88 Wood Street

88 Wood Street - Concept

The conceptual design, developed in response to the new commercial brief exploits the many planning constraints attached to the site to produce a building that addresses the demands of the office market. On Wood Street the scale is kept down to eight storeys to address the tower of St Alban’s church. The true nature of the design, however, is revealed from London Wall, where it becomes apparent that the building is in fact comprised of three blocks, stepping up in height behind Wood Street first to 14 storeys, then to its full height of 18 storeys, with each block relating in height to its immediate context. The three blocks, each of 18 metre deep linked floor plates, and of varying length, are positioned parallel to Wood Street to acknowledge the historic street pattern, and the irregular shape of the site. The consequential number of setbacks has the additional benefit of allowing for a greater than usual number of corner offices, which are especially valuable in the London rental market, as well as unimpeded views out over the City.

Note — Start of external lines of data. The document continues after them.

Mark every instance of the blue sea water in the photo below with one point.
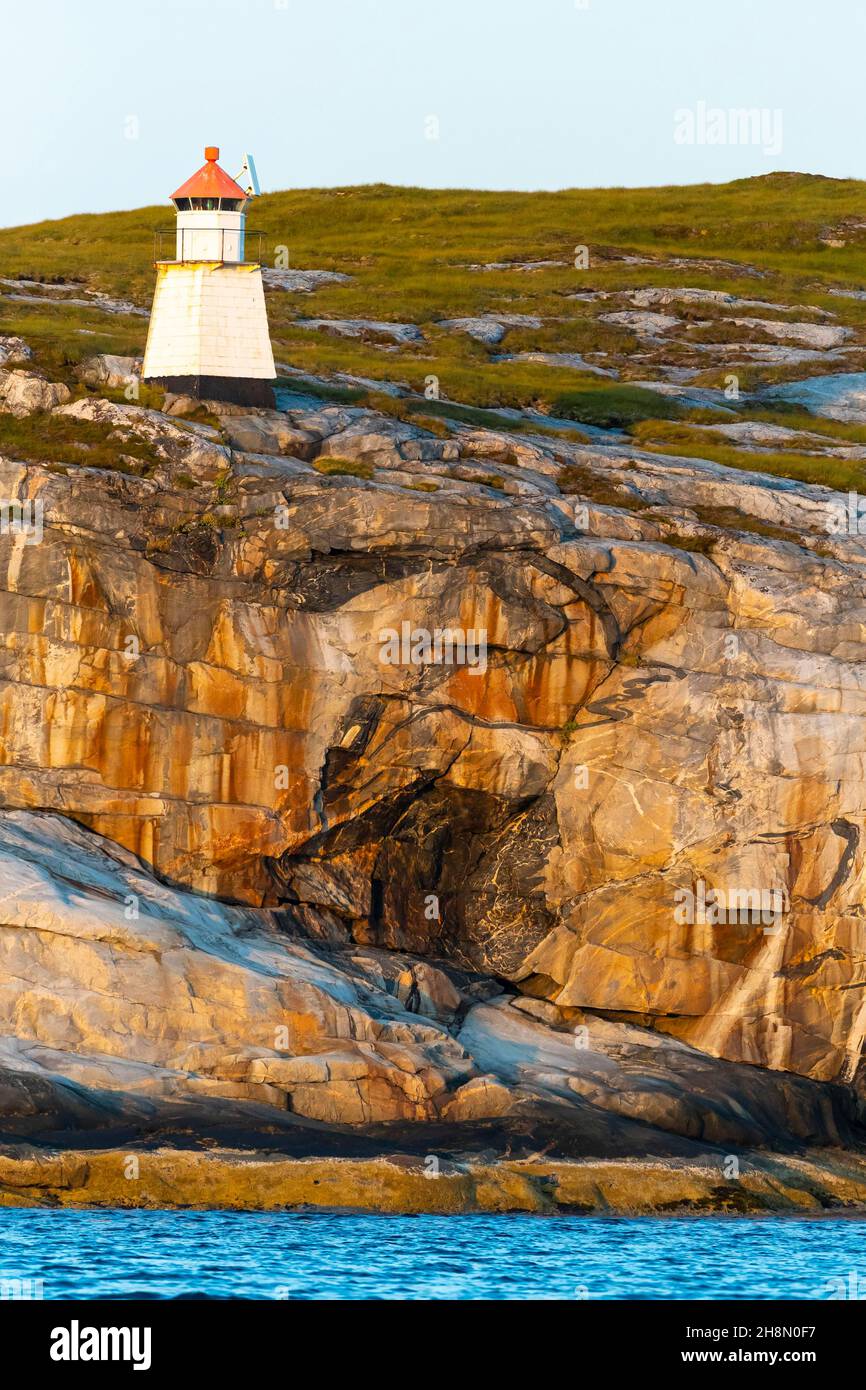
(321, 1254)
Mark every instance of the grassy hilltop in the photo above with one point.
(784, 241)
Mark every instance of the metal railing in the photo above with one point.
(166, 243)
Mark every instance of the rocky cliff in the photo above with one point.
(467, 884)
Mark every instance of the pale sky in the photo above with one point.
(109, 103)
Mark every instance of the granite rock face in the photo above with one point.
(129, 1005)
(634, 792)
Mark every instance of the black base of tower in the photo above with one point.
(239, 391)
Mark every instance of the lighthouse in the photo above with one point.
(209, 330)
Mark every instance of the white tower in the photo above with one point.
(209, 330)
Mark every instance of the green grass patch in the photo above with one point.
(61, 439)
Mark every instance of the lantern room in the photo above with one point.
(211, 214)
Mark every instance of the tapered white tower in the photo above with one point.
(209, 330)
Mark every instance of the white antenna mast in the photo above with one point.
(248, 178)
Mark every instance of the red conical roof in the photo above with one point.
(210, 181)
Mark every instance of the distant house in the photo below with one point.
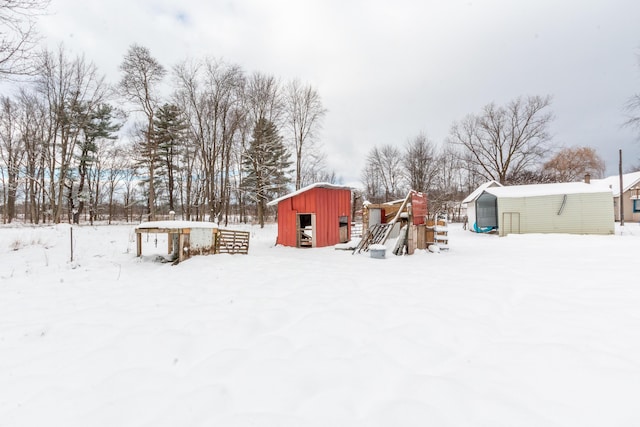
(314, 216)
(475, 218)
(630, 194)
(576, 208)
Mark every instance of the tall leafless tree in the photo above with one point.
(572, 164)
(304, 114)
(210, 94)
(33, 128)
(384, 166)
(633, 109)
(18, 36)
(505, 140)
(420, 163)
(72, 89)
(12, 152)
(141, 75)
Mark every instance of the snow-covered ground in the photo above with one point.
(525, 330)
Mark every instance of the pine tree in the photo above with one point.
(169, 129)
(266, 163)
(95, 124)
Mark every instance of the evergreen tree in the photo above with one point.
(169, 131)
(266, 162)
(95, 125)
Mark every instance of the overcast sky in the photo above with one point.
(388, 70)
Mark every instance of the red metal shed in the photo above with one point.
(314, 216)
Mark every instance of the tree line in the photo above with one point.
(219, 145)
(510, 144)
(221, 142)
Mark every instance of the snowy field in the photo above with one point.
(525, 330)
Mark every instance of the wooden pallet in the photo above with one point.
(375, 235)
(232, 242)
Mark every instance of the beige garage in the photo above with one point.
(575, 208)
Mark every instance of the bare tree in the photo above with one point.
(420, 163)
(504, 141)
(72, 89)
(210, 94)
(572, 164)
(304, 114)
(18, 36)
(11, 154)
(141, 75)
(33, 129)
(384, 166)
(633, 109)
(314, 168)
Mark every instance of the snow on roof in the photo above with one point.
(177, 224)
(307, 188)
(547, 189)
(478, 191)
(629, 180)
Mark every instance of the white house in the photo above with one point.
(630, 194)
(576, 208)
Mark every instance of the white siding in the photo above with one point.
(583, 213)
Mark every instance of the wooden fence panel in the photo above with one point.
(232, 242)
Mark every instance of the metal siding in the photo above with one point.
(327, 205)
(583, 213)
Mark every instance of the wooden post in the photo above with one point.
(621, 198)
(181, 255)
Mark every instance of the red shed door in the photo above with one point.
(306, 226)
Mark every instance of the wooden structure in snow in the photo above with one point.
(188, 238)
(573, 208)
(404, 220)
(315, 216)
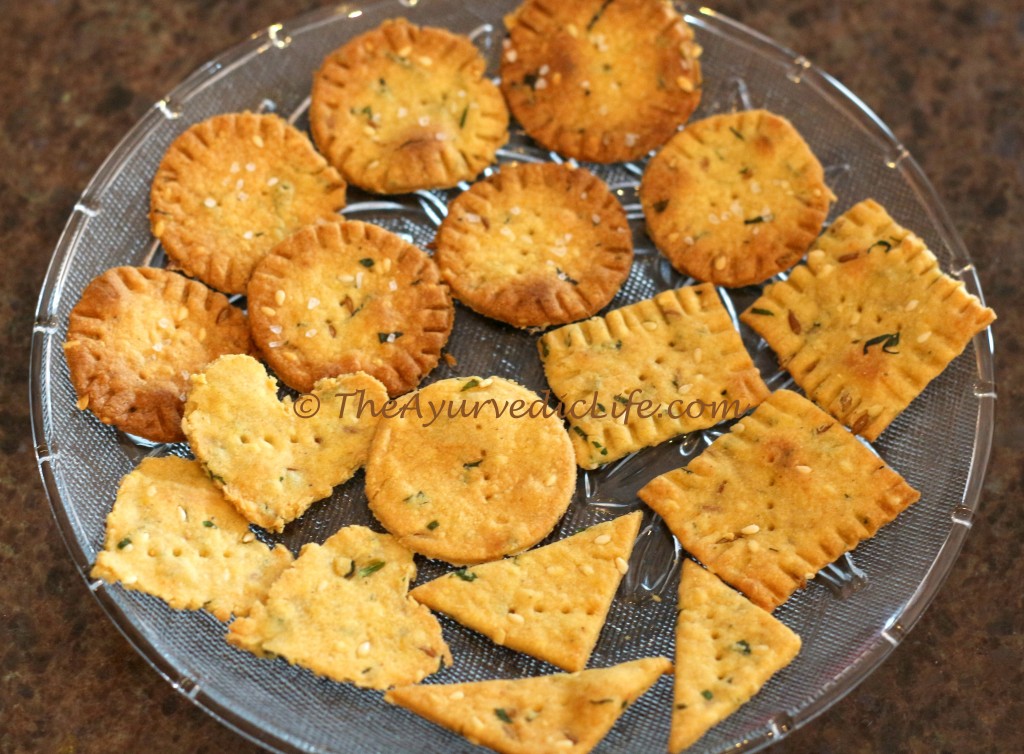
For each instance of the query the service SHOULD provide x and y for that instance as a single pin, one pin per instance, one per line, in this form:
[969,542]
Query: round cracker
[230,187]
[452,479]
[735,199]
[536,245]
[343,297]
[402,108]
[136,336]
[599,81]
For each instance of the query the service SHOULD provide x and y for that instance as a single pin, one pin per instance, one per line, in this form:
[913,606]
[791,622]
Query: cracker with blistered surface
[780,496]
[868,321]
[536,245]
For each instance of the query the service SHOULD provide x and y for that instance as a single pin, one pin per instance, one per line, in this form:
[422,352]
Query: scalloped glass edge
[842,98]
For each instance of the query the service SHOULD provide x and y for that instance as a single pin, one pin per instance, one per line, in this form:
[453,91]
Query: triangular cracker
[548,713]
[550,602]
[726,650]
[172,534]
[868,321]
[784,493]
[343,611]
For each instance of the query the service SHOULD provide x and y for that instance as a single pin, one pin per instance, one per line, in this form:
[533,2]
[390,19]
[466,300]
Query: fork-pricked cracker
[735,198]
[550,602]
[274,458]
[135,337]
[401,108]
[230,187]
[536,245]
[784,493]
[470,469]
[568,712]
[600,81]
[726,650]
[171,534]
[343,297]
[343,611]
[678,351]
[868,322]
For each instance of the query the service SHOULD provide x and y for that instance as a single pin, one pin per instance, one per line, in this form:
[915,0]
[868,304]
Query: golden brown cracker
[550,602]
[600,81]
[784,493]
[548,713]
[230,187]
[868,321]
[274,458]
[171,534]
[536,245]
[726,650]
[735,198]
[470,469]
[343,297]
[134,338]
[648,372]
[401,108]
[342,611]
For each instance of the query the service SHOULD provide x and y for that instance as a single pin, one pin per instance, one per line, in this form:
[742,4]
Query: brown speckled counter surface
[945,75]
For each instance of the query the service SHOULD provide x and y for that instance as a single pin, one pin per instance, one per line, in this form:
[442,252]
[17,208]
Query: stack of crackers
[476,471]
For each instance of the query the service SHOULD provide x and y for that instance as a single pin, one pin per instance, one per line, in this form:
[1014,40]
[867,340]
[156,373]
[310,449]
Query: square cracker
[172,534]
[726,650]
[777,498]
[647,372]
[343,611]
[550,602]
[569,712]
[868,321]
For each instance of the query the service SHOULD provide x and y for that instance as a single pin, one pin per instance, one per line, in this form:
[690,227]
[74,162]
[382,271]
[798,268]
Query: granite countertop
[945,75]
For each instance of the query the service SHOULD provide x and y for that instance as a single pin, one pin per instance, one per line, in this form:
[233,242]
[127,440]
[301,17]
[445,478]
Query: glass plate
[851,616]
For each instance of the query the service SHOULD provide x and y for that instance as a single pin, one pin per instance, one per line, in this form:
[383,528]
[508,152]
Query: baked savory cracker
[134,338]
[726,650]
[649,371]
[868,322]
[470,469]
[550,602]
[600,81]
[784,493]
[735,198]
[342,611]
[171,534]
[230,187]
[342,297]
[548,713]
[401,108]
[536,245]
[274,458]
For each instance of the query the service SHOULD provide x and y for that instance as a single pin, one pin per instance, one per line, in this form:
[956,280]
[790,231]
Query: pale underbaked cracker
[726,650]
[230,187]
[274,458]
[600,81]
[171,534]
[784,493]
[868,322]
[735,198]
[470,469]
[343,611]
[549,713]
[550,602]
[679,351]
[134,338]
[401,108]
[536,245]
[341,297]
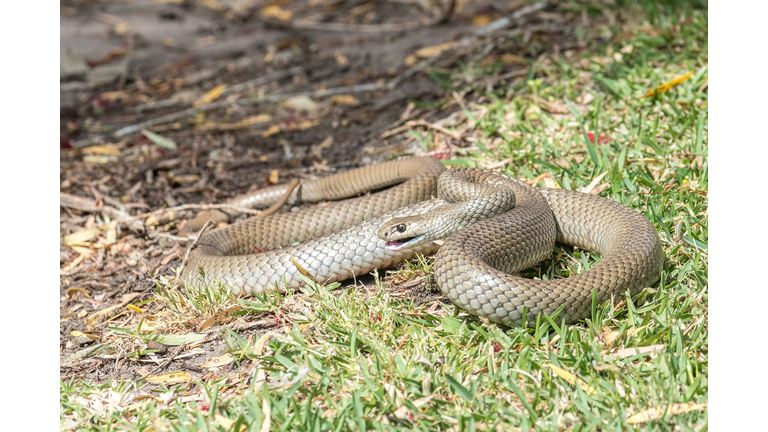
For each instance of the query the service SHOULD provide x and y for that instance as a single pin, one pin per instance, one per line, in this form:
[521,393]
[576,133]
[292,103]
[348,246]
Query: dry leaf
[658,412]
[122,28]
[105,150]
[218,318]
[481,20]
[81,236]
[242,124]
[434,50]
[211,96]
[258,347]
[99,316]
[274,176]
[571,378]
[276,12]
[344,100]
[72,291]
[271,131]
[218,361]
[83,250]
[170,378]
[669,85]
[300,103]
[73,264]
[306,124]
[513,59]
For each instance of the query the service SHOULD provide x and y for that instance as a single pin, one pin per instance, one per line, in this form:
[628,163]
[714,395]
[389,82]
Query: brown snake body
[341,240]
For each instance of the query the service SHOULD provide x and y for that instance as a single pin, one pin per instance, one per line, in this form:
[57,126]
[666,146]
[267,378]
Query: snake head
[404,232]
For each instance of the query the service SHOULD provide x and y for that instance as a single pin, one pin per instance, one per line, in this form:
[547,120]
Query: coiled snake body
[489,241]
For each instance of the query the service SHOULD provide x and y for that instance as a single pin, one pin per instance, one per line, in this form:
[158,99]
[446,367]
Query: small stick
[189,112]
[169,360]
[454,135]
[200,233]
[192,206]
[500,164]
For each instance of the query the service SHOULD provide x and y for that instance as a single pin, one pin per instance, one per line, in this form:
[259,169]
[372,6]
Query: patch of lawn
[359,360]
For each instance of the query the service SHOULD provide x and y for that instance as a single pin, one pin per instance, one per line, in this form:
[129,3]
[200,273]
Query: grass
[356,360]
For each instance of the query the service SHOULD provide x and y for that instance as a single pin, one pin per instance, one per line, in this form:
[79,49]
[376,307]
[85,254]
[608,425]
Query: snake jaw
[403,243]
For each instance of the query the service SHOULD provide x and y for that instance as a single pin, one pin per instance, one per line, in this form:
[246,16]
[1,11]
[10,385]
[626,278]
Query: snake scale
[495,225]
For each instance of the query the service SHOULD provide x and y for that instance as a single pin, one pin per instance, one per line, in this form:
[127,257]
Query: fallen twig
[169,360]
[199,235]
[454,135]
[194,207]
[190,112]
[500,164]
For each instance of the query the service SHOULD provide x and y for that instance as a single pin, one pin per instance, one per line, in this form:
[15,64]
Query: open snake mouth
[402,243]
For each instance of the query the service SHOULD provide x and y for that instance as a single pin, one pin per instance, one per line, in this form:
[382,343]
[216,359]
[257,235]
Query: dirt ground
[128,62]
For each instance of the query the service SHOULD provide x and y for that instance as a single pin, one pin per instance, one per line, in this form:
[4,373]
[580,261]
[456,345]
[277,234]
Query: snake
[483,227]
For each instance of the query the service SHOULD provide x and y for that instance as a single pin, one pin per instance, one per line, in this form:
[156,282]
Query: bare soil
[185,49]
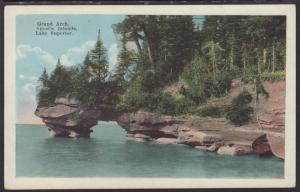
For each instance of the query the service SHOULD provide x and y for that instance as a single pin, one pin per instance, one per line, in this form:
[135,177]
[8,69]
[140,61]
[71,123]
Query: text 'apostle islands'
[54,28]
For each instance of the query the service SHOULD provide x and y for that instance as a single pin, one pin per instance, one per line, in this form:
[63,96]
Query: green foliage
[201,84]
[75,117]
[276,76]
[171,104]
[239,112]
[211,111]
[198,80]
[164,49]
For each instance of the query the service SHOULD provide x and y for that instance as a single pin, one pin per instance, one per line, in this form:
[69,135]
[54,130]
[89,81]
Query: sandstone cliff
[263,136]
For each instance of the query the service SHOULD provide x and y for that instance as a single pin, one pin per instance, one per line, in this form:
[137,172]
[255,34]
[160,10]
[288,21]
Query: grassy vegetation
[276,76]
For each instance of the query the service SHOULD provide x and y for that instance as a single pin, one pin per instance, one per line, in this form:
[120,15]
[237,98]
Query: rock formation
[263,136]
[67,118]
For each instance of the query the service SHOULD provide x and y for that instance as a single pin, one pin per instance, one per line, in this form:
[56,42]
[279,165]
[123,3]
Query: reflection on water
[108,154]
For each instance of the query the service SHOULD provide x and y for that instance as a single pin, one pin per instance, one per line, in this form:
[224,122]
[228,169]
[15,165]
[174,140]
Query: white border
[11,182]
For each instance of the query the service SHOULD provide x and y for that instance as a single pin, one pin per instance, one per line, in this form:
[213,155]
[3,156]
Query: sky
[35,52]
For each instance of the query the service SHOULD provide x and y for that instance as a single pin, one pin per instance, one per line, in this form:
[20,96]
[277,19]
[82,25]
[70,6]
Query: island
[219,88]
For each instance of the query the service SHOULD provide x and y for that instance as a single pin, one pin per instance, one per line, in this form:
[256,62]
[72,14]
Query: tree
[98,56]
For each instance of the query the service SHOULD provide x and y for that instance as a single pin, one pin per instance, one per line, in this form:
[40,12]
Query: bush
[173,104]
[239,112]
[276,76]
[211,111]
[133,99]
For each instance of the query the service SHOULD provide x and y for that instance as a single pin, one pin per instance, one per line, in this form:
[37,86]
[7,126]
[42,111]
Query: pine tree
[99,63]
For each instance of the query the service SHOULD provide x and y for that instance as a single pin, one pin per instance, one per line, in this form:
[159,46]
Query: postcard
[154,96]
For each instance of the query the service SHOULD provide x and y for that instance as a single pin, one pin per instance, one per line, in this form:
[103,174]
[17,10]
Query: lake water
[108,154]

The stacked arrangement also allows the large 33,000 square metre building to be easily divided up into smaller, flexible tenancies as required.


In between the three blocks, ten metre deep gaps are used for the ‘servant’ zones, such as stairs, lifts, and services. These are expressed as discrete architectural elements in order to maximise views and the space available for tenancies (the ‘served’ zones) within the main floor plates. The double-height entry and main reception area, accessed one metre above ground level to clear the telecom exchange below, cuts through the full length of the site from Wood Street to a secondary entrance from St Olave’s churchyard gardens.

The site lies at the heart of the City of London, between St Paul’s Cathedral and Moorgate and was subject to complex planning negotiations with the Corporation of London. The building rises in three linked steps of 10, 14 and 18 storeys, responding to the geometries of the site: at its highest it complements the buildings lining London Wall, while the lowest block is sympathetic to the scale of the Wren tower in Wood Street.

The large floor plates allow for maximum flexibility, and can be subdivided into three separate tenancies, with each tenant still having direct access to lift lobbies, toilet facilities and all mechanical and electrical servicing.